Ocurrió algo parecido con Eduardo, el hermano de mi amigo Pedro. Llevaron sus cenizas hasta la quebrada de Humahuaca y allí las esparcieron. Era un sitio que Eduardo amaba. Y en el que había sido feliz.

En ambos casos, las ganas dulces de dejar a un ser querido, para siempre, cerca de sus amores. Y muy lejos de cualquier cementerio.

Cuando estamos caminando hacia la salida, un hombre nos saluda levantando su mano. Está a unos treinta metros de donde estamos nosotros, vestido con un uniforme azul y sosteniendo un rastrillo con la mano que no usa para saludarnos. Es el guardia de seguridad de los sábados, se ve que durante los días de semana cambia la seguridad por la limpieza y la jardinería.

Le devolvemos el saludo, claro.

Y nos vamos.

Caminamos de vuelta hacia la casa de Juan. Enseguida después del cementerio alemán, entre la avenida Elcano y el cementerio central, hace poco han inaugurado una plaza. Tiene árboles, flores, juegos y aparatos para hacer ejercicios físicos. La única lástima es que han quedado a la vista, demasiado expuestas, las chimeneas del crematorio. Resulta imposible no recordar, mientras desandamos uno de los senderos de la plaza, que durante la dictadura los vecinos se quejaban de que por las noches, muy tarde, no paraba de salir humo por esas mismas chimeneas.

Aunque hace algunas horas que ya estoy de vuelta en mi casa, escribiendo de frente a Strauss y a los demás, no quiero dejar de contar algo que recordé al pasar pedaleando por el mercado de pulgas de Palermo.

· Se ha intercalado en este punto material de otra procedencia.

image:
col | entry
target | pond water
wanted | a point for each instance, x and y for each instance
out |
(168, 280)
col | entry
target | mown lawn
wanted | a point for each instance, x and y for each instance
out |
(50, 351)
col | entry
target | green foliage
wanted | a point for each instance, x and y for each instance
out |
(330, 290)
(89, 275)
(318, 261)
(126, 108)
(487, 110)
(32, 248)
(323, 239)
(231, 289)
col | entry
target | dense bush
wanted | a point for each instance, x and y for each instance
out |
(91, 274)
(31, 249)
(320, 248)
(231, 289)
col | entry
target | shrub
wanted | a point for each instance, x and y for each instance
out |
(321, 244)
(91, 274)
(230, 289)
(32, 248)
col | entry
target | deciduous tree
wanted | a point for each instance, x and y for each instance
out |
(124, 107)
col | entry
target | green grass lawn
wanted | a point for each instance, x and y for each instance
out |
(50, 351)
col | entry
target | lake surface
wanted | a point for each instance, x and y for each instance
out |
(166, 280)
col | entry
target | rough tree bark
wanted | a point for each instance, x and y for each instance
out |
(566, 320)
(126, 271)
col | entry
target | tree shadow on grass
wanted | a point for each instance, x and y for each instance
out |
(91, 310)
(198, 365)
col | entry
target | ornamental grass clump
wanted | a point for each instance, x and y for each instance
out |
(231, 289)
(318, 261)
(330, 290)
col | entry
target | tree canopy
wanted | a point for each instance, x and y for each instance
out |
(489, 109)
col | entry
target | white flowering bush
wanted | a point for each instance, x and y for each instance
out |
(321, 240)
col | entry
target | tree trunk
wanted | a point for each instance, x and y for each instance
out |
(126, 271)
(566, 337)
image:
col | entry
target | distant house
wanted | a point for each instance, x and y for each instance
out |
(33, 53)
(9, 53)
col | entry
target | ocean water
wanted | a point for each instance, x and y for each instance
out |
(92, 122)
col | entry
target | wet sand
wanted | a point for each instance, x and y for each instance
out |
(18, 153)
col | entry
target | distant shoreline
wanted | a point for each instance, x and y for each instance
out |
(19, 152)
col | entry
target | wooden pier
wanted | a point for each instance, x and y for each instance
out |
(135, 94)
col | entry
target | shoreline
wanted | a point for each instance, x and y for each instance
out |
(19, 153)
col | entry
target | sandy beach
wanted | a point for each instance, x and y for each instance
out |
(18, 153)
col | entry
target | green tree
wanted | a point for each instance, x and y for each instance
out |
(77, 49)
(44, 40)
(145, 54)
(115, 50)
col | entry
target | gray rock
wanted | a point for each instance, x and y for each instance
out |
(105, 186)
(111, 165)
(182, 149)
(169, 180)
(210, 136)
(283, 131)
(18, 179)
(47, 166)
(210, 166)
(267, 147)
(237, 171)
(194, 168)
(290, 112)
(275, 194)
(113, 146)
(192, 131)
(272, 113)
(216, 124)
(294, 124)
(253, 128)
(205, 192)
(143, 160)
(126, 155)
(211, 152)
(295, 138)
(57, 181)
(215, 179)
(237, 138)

Diez años atrás, encontré un ángel de cemento en uno de sus locales.

Solo la cabeza del ángel con unas alas pequeñas que le crecían desde los costados inferiores. Me gustó. Era ideal para colocarlo en alguna de las esquinas de mi terraza: tengo ranas de cerámica por todos lados y pensé que un ángel podía ser la compañía que necesitaban mis ranas.

Pero no me decidía.

Y me fui sin comprarlo.

Al rato volví, ya determinado a hacerlo. Claro que cometí el error de preguntarle al vendedor de ángeles si tenía ese solo o tenía más. El hombre me respondió que tenía algunos más, que si quería verlos lo siguiera hasta el depósito que había detrás del local, que ahí iba a tener suficientes como para elegir.

Entonces lo seguí.

El depósito estaba repleto de ángeles parecidos.

Una montaña de ángeles parecidos que me esperaban uno encima del otro. Tuve que pedirle disculpas al señor y salir de allí de inmediato. Me ahogué. Me costaba respirar. Y no sabía por qué. Lo supe recién unos cuantos meses después, un día que visité a mi padre en la bóveda familiar. En el extremo superior de la cúpula descubrí un ángel casi idéntico a los ángeles que se amontonaban en el depósito del mercado de Palermo.

No me llevo bien con la muerte. Al igual que el resto de los seres humanos. Sobre todo, creo, no me llevo bien con el espacio que seguramente ocuparé cuando termine mi tiempo. Cualquier ángel es el ángel de la bóveda de mi pueblo, corrijo apenas a Marguerite Duras.

La foto de Emilio, mi bisabuelo, es pequeña. De unos diez centímetros por ocho. Dentro de un marco antiguo, gris, de metal con algunas molduras. Y no mira hacia el escritorio en donde trabajo. Sentado sobre un banco, mira hacia el centro de la pared, hacia donde está Lidya por duplicado.

Hace bien en no mirarme.

No me gusta nada que haya decidido, sin consultarme, sin siquiera saber si yo iba a nacer o no, dónde es que descansarían mis restos.